If you or a loved one is nearing retirement age, we suggest working with a financial professional to structure a plan to allow for sustainable cash flow during retirement. We also recommend avoiding these common retirement mistakes that could negatively impact your financial security:
Don’t Take Social Security Too Early
While it may be tempting to take your Social Security at age sixty-two, waiting until you’ve at least reached your full retirement age is advisable. Taking Social Security too early will reduce your monthly benefit for the rest of your life. The longer you live, the more you’ll depend on your Social Security, especially if your savings run out.
Do Plan for Long-Term Health Care Costs
Along with longer lifespans comes more chance that you or your loved one will experience chronic health problems and need long-term care, putting a significant strain on your financial resources. Long term health insurance can provide full coverage for a small annual fee.
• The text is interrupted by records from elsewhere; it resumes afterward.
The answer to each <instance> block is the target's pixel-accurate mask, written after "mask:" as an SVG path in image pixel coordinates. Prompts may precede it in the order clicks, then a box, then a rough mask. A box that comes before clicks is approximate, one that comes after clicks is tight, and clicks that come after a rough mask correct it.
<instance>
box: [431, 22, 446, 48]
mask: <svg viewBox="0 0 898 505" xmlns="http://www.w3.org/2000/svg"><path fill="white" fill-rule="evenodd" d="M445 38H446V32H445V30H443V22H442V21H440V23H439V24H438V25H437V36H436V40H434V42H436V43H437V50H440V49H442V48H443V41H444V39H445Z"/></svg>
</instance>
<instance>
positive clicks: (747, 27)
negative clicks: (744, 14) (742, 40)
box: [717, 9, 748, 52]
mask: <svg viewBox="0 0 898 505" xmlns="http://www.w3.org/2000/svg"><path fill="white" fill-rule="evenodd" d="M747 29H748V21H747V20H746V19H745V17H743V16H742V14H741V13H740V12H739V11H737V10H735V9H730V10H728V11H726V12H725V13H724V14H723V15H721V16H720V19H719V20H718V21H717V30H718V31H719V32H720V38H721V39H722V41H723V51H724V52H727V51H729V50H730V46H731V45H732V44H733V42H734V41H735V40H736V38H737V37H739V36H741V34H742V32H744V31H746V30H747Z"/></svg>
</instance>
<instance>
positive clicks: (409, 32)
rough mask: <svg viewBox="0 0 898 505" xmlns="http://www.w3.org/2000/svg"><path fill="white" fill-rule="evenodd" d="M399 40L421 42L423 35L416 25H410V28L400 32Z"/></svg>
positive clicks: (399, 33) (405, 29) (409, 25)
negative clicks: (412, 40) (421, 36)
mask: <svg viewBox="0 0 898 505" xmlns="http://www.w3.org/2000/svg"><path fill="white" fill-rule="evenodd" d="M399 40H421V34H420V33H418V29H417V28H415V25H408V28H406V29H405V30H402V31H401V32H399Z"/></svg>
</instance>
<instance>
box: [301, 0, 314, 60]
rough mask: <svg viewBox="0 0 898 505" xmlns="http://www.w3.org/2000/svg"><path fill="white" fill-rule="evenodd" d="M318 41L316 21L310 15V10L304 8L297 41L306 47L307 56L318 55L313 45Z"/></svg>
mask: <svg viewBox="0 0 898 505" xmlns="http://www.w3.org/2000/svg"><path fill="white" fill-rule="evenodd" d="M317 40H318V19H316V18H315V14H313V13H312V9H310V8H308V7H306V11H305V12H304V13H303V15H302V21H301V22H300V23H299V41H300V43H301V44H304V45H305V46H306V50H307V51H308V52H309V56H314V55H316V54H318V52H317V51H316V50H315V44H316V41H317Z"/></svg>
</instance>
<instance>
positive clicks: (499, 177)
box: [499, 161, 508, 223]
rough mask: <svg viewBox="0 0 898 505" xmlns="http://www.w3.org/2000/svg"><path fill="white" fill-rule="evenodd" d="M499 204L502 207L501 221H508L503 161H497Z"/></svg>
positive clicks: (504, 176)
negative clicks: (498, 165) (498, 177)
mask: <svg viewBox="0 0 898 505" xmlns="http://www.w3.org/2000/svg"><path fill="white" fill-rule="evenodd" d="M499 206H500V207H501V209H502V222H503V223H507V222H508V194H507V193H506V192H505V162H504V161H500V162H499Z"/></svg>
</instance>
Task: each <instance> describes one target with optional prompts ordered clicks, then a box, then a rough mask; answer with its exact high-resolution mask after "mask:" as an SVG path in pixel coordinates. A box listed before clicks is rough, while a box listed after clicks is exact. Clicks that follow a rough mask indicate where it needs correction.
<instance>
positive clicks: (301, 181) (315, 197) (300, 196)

Time is everything, though, in terms of qualifying for coverage. Over 50% of applicants age 50-59 can get coverage; this number drops down to 24% at age 70.
Don’t Cash Out Too Early
While it may be tempting, don’t dip into your retirement fund to pay for things like down payments on a new house, a vacation, or a family member’s college tuition. Doing so will deplete your savings, and chances are high that you won’t be able to replenish it sufficiently after the fact. If you withdraw funds from an IRA, you’ll have to pay income taxes on that money, and taking a distribution before age fifty-nine and a half may come with penalties.
Do Consider Working Longer
Not many people want to work longer than they have to. But, working just an extra year longer than you anticipated will increase your Social Security benefits once you take them, and your retirement assets will have an additional year to grow. If working full-time past your expected retirement age isn’t an option or a desire, think about transitioning to fewer hours, a role within your company with less responsibility, or picking up a part-time job.
Don’t Spend Too Much Early Into Retirement
Maybe you’ve been looking forward to living lavishly after retirement and enjoying the rewards of many years of hard work while you’re still young and active enough to do so. However, you must consider the possibility that you could live for several more decades. Avoid spending too much of your savings very early into retirement so that you can reserve enough money to rely on in your later years.